PGP keysigning party instructions

Updated: Maybe you should not generate a key with the default settings. See Step 1 below.

The September 2010 meeting will feature a keysigning party.

Chris Frey (cdfrey at the domain foursquare dot net) is the KeyMaster for this party. As part of the process, you will e-mail him your key.

Here are his instructions for getting started, with some e-mail address obfuscation:

  1. Generate new key:


    gpg --gen-key

    (Accept the defaults, they are pretty good)
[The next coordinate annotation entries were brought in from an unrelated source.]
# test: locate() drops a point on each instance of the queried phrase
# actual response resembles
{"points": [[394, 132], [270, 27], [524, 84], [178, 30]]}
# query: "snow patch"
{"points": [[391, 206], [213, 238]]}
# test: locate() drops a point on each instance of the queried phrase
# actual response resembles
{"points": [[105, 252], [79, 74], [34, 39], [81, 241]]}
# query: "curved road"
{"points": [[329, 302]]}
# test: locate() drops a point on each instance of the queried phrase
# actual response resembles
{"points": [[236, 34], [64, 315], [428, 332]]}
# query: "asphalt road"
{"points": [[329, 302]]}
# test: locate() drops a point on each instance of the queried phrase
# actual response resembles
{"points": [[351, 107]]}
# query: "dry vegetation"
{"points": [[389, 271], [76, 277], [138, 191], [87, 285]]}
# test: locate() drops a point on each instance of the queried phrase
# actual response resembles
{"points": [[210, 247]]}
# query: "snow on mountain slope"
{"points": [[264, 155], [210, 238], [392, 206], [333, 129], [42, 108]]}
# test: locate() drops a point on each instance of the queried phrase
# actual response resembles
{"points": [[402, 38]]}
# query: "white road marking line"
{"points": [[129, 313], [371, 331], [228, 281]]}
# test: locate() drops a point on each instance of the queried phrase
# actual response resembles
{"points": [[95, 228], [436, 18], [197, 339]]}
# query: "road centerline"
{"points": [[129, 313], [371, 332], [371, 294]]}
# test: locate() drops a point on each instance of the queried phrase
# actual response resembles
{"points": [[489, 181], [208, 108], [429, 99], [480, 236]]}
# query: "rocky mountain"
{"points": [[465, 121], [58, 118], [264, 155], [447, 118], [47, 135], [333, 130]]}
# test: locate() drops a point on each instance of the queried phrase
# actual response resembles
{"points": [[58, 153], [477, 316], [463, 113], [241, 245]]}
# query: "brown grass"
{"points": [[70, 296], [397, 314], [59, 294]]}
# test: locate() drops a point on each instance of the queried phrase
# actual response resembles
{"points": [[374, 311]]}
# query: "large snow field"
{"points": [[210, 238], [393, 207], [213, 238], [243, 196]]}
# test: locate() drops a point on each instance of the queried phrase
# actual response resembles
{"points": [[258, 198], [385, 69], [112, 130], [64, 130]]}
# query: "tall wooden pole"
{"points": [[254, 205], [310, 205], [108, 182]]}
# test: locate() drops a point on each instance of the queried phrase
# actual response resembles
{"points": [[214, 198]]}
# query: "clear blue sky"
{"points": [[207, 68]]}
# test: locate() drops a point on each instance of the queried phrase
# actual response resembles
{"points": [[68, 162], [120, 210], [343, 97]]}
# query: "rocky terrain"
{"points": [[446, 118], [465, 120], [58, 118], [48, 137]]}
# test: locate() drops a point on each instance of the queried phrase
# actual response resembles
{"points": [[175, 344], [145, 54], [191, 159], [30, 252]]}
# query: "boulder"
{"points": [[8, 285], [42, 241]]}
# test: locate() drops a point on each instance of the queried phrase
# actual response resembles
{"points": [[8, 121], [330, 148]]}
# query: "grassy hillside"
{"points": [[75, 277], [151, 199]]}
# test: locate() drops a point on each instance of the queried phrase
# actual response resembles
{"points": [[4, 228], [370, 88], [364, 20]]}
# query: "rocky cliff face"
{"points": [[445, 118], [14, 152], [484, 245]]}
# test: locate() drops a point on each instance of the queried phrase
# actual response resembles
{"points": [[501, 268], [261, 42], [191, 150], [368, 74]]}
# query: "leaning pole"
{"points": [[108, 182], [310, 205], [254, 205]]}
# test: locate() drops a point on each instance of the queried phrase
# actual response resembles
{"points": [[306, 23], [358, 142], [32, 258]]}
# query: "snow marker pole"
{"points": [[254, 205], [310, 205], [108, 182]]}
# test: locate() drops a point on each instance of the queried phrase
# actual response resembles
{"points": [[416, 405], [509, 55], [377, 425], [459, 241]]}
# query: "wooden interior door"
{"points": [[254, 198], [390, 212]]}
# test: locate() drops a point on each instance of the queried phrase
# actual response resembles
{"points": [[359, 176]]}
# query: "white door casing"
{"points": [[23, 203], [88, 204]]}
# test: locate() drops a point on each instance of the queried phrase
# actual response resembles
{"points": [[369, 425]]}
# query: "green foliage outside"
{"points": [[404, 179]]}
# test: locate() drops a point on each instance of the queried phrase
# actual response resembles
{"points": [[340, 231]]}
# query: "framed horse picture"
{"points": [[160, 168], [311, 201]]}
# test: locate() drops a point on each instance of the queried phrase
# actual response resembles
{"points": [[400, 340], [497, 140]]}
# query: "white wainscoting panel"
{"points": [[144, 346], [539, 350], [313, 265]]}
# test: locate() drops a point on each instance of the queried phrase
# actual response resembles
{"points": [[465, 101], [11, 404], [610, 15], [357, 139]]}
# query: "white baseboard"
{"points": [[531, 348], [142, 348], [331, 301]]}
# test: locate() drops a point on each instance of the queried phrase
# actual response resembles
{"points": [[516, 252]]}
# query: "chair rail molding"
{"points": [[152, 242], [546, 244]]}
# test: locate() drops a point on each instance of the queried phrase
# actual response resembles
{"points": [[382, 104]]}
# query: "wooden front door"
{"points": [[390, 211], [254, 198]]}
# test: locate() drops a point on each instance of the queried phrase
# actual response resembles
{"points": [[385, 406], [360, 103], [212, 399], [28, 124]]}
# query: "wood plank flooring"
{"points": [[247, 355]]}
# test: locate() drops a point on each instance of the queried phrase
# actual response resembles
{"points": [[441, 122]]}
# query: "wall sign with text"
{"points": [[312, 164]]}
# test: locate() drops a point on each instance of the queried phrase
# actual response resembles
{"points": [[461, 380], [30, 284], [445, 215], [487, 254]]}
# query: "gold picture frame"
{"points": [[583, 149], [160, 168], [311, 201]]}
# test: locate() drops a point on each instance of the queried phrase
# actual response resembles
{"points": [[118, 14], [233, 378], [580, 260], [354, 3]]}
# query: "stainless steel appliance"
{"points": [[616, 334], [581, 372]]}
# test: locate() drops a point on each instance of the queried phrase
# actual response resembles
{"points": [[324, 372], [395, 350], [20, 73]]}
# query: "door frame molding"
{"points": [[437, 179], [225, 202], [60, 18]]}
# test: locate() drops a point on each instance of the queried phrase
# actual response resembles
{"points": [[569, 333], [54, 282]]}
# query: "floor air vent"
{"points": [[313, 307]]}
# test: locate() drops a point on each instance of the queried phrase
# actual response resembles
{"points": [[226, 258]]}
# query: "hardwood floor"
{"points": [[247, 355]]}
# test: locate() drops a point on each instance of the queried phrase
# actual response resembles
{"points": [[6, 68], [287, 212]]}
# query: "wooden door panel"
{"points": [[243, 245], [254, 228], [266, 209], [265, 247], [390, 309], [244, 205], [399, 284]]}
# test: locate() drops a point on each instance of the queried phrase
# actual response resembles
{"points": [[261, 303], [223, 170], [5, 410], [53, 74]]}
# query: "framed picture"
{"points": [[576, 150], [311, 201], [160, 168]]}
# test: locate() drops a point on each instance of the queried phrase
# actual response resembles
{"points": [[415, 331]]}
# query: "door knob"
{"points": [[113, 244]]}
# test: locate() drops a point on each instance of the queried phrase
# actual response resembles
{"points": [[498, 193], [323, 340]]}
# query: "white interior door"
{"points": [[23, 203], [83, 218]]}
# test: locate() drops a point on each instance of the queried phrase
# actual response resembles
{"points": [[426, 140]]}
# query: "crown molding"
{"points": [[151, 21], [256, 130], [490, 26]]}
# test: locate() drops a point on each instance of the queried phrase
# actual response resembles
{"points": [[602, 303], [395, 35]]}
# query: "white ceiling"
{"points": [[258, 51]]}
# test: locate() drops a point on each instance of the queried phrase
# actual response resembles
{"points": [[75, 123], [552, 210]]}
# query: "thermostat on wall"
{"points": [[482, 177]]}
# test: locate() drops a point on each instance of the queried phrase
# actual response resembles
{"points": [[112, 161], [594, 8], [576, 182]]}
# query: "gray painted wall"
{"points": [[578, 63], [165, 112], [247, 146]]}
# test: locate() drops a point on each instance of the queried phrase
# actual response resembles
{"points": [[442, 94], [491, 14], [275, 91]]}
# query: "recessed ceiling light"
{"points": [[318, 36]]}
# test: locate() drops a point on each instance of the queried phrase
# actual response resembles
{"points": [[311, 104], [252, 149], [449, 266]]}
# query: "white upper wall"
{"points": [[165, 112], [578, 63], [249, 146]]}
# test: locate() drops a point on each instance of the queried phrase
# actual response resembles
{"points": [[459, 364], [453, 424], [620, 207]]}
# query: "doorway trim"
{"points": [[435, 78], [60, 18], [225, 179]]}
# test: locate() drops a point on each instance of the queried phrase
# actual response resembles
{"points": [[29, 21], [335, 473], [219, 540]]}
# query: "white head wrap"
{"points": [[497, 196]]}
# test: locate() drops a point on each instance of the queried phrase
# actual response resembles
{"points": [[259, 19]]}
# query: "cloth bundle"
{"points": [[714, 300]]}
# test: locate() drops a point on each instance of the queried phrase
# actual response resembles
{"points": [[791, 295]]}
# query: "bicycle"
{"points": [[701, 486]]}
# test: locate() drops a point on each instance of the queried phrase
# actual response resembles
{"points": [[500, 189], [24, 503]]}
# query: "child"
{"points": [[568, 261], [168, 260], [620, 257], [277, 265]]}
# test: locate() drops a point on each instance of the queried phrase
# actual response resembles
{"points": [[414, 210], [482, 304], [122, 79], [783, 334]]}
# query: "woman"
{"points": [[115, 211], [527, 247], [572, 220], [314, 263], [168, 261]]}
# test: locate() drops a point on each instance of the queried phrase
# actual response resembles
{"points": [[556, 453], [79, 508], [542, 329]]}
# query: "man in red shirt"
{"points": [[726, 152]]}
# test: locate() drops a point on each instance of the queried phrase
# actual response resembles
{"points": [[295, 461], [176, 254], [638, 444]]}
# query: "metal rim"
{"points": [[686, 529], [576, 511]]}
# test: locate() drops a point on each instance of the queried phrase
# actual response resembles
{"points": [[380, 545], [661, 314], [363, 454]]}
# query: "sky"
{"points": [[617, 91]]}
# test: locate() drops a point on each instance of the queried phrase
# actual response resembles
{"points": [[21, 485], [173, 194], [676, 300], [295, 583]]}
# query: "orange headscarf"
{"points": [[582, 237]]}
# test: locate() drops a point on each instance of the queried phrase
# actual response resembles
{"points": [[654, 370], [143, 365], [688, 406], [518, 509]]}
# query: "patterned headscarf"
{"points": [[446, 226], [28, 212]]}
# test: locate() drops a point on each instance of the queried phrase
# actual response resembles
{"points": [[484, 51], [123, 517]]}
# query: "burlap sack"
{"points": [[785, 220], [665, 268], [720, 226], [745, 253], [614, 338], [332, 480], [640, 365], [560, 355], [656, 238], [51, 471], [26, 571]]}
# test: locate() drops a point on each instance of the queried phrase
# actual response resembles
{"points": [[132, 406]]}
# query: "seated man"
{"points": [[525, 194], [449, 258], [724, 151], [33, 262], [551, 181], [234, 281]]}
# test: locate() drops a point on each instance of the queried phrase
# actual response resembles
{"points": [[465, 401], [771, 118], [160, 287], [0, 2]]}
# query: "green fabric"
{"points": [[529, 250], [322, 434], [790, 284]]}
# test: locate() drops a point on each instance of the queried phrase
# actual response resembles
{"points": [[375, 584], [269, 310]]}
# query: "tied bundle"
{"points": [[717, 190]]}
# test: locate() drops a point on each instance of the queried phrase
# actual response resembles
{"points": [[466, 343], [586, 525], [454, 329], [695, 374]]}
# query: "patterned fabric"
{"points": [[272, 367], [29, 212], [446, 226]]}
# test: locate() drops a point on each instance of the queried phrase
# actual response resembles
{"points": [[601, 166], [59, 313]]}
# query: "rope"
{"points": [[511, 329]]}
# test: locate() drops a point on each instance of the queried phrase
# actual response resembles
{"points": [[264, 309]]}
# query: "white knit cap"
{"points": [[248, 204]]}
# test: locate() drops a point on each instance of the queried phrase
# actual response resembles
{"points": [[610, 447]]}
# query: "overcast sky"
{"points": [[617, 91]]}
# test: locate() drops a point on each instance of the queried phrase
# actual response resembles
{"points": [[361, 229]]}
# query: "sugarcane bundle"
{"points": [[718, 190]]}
    Update: Denver Gingerich notes that one of the algorithms used in the defaults (SHA-1) has vulnerabilities. Although these vulnerabilities have not resulted in exploits yet, if you are generating a new key you may want to use less vulnerable settings. Denver suggests:

    • Generate an RSA key
    • Make it 4096 bits long
  2. Look at your shiny new key:


    gpg --list-keys

  3. Export it to a file:


    gpg --armor --output /tmp/my-public-key --export

    Replace ID with the first ID of your key. For example,
    my key looks like this in the --list-keys display:

    pub 1024D/DC6371D5 2006-12-02 [expires: 2011-12-01]
    uid Chris Frey (cube)
    sub 4096g/C2855553 2006-12-02 [expires: 2011-12-01]

    So my ID is DC6371D5.

  4. Email the file my-public-key to me. (i.e. to Chris)
  5. Show up on September 13, with your fingerprint printed out on a sheet of paper, and ready to read it out loud.


    gpg --fingerprint

    Example:


    gpg --fingerprint dc6371d5
    pub 1024D/DC6371D5 2006-12-02 [expires: 2011-12-01]
    Key fingerprint = 7D71 47F2 3F61 B0E1 5F3C 68A4 819A 39D8 DC63 71D5
    uid Chris Frey (cube)
    sub 4096g/C2855553 2006-12-02 [expires: 2011-12-01]

At the meeting you will have to read your fingerprint and have others vouch for your identity. Some people do this via government ID; other people think this is not sufficient.